Hines doesn’t come right out and say they’re all deluded — I mean, define “highly sensitive area.” But he does suggest there’s little evidence for the G-spot as usually understood.

Apart from anecdotal claims, Hines says, only two published studies have purported to find the G-spot. The first told of a woman who claimed to have more intense orgasms when her G-spot was stimulated. “During one session with the subject during which digital stimulation of the anterior vaginal wall was administered” — you have to admire the clinical language in these descriptions — “it was reported that the area ‘grew approximately 50%.'”
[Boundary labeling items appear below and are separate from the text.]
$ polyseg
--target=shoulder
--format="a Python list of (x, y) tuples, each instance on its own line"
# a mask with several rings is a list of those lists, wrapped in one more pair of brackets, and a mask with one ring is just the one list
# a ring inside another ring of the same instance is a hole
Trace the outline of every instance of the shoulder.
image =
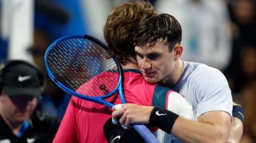
[[(187, 77), (195, 84), (205, 85), (213, 84), (227, 84), (227, 81), (219, 70), (199, 63), (189, 62), (187, 66)], [(185, 70), (184, 70), (185, 72)]]

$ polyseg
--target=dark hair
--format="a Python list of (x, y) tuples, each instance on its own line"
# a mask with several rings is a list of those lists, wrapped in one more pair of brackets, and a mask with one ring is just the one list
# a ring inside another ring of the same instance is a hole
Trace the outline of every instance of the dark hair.
[(148, 14), (143, 17), (134, 33), (135, 46), (151, 47), (167, 38), (169, 50), (182, 42), (182, 27), (174, 17), (163, 13)]
[(149, 2), (126, 3), (115, 7), (104, 27), (104, 37), (110, 52), (122, 64), (135, 58), (133, 35), (142, 19), (148, 13), (156, 13)]

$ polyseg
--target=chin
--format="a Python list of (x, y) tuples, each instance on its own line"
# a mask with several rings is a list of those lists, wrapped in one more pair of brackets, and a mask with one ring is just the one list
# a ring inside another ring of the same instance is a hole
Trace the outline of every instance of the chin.
[(158, 83), (157, 80), (156, 80), (155, 79), (152, 79), (152, 78), (145, 77), (145, 80), (146, 80), (146, 81), (147, 81), (148, 83), (149, 83), (150, 84), (156, 84)]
In the second study two gynecologists trained in how to find the G-spot examined 11 women using “a special type of bimanual exam as well as a sexological exam where they palpated the entire vagina in a clockwise fashion.” One presumes, although the study does not explicitly say, that a goal of the exam was to sexually arouse the subject, since the G-spot is said to swell at such times. One also notes the two gynecologists were female. Whether this skewed the results, and if so in what direction, I decline to speculate, but you can see the difficulties inherent in this type of research. At any rate, the gynecologists agreed that 4 of the 11 subjects had G-spots.

In summary, then, we’ve got two studies, 12 subjects, five detectable G-spots. This constitutes the sum total of experimental investigation into the matter. No anatomical study has ever demonstrated that the G-spot exists. Dr. Ernst Grafenberg, whose 1950 paper introduced the subject, provided no evidence for the G-spot, just anecdotes. The mere fact that some women under some circumstances can feel something in the anterior vaginal wall proves little.

On the related subject of female ejaculation, there’s an emerging consensus that the fluid emitted by some women during orgasm isn’t just urine, as was widely thought, but rather the discharge of a female prostate gland. But no one suggests that female prostate = G-spot.

“Until a thorough and careful [microscopic] investigation of the relevant tissue is undertaken,” Hines concludes, “the G-spot will remain a sort of gynecologic UFO: much searched for, much discussed, but unverified by objective means.” Tell ’em, Terence. Let me know if I can be of any help.